Sam Gives Us a Scare
Sam was throwing up on occasion, not all the time but more than you’d expect if he was trying to work up a hairball (sometimes it takes him a while), so we took him into the vet. While it seemed treatable with steroids, and they also discovered he had broken a tooth that will need to come out, more seriously they discovered his heart was skipping beats that put the other treatments on hold. He went in for heart tests but thankfully those turned out well so he went in yesterday for a steroid shot and will get his tooth out next. We’ll keep an eye on the heart to see if the missed beats continue or if it was an aberration due to stress.
In Between Worlds
I took this picture of Ellie on Christmas Eve last year after I got back from my morning hike. She was deaf in her old age and often needed help getting up, so usually I tried to sneak past her sleeping by the door and get settled so that she would wake to the smell of a breakfast sandwich and I could help her get up and join me on the porch. That morning I tried to grab a quick picture while she was asleep but only managed to catch her immediately after she woke, in between the dream world and ours. In the next moment her eyes lit up and she tried to get up so I put the camera down and went to her aid. When we were in Portland and she was more mobile, as I walked home from the train and came up the steps and opened the door, she’d stick her head out before I could get inside, her feet dancing in joy. The best surprise of our time in Arizona was that she lived so long, and so well.

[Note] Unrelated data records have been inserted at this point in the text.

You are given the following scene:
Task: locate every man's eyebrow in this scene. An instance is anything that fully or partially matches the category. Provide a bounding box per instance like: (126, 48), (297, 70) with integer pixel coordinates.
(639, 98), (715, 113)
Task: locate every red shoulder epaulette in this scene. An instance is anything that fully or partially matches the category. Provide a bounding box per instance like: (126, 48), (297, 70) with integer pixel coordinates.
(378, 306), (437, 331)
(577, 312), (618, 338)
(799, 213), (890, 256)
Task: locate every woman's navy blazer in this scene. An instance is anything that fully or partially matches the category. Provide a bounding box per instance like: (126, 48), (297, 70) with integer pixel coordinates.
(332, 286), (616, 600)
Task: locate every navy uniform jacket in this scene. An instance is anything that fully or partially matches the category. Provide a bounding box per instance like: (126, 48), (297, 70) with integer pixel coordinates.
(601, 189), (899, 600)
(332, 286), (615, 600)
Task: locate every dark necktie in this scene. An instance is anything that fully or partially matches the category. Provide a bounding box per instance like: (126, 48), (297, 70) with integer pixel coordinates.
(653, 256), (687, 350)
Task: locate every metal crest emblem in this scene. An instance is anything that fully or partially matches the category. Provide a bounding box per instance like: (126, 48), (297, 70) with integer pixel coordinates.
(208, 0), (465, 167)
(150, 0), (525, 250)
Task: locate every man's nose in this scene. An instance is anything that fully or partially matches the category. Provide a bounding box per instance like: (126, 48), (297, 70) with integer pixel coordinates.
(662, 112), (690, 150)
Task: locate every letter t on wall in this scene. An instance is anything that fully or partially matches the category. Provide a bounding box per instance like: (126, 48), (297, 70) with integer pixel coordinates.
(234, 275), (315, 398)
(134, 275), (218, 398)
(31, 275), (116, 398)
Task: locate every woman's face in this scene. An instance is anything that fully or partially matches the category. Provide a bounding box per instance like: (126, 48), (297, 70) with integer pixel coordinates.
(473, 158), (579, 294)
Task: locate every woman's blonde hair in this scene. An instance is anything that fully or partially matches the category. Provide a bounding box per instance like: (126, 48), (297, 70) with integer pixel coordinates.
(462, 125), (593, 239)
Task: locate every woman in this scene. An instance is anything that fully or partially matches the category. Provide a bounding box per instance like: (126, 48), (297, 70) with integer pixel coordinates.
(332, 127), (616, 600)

Time flies by ever faster, it’s hard to believe she’s been gone for half a year. Sometimes I still forget, the other day my wife brought in some potato soup topped with crumbled up bacon and I instinctively set a couple of small pieces aside so that after I finished and let Ellie lick the bowl she could get a taste of bacon. Then I remembered …
The Birdwatchers
Sam and Trixie rest after an afternoon of birdwatching at the window. With the heat finally breaking we can open the windows, Trixie, Sam, and Boo are watching quail outside my window now. It pains me on many levels that Emma died young and never made it to Arizona, all of the cats loved watching wildlife but none as much as Em. I suspect we would have had to put her in a straitjacket as the antics of the large families of quail that come to feed would have overloaded her with excitement. What sounds she would have made to welcome her visitors!
Lazy Saturday
While he has his favorites Boo enjoys trying out new sleeping spots so you can never quite be sure where you’ll find him. Yesterday morning when I got back from my hike he was under my wife’s desk, serenaded by the birds on the other side of the wall. Thankfully he has bounced back from Ellie’s death, he took to her from the start and especially enjoyed sneaking under her when she got up from a dog bed, reveling in the warmth left behind. I don’t know how we made it six years with him never getting squished as sometimes she wasn’t getting up but rather shifting positions, but thankfully it was never an issue.
At the End of Every Rainbow
A Circle of Boo
Simple Perfection
Not a Fan of Monsoons
Like all the cats, Trixie spent most of her life in the Northwest so the thunder and lightning of monsoon season are a new and unpleasant experience for her. We haven’t had many storms this summer but a mild one the other day really scared her for some reason. She hid in Boo’s favorite spot in one of the bathroom cabinets and wouldn’t come out for her dinner, we let her be and a while later I coaxed her out to eat. She ate about half and then slunk off, keeping as close to the floor as possible. I later found her in my bathroom closet, she had pulled out several of my heavy sweatshirts and made a nest. She looked so comfy had I been Trixie-sized I might have joined her. I gave her extra attention when she finally emerged and by morning she was back to normal.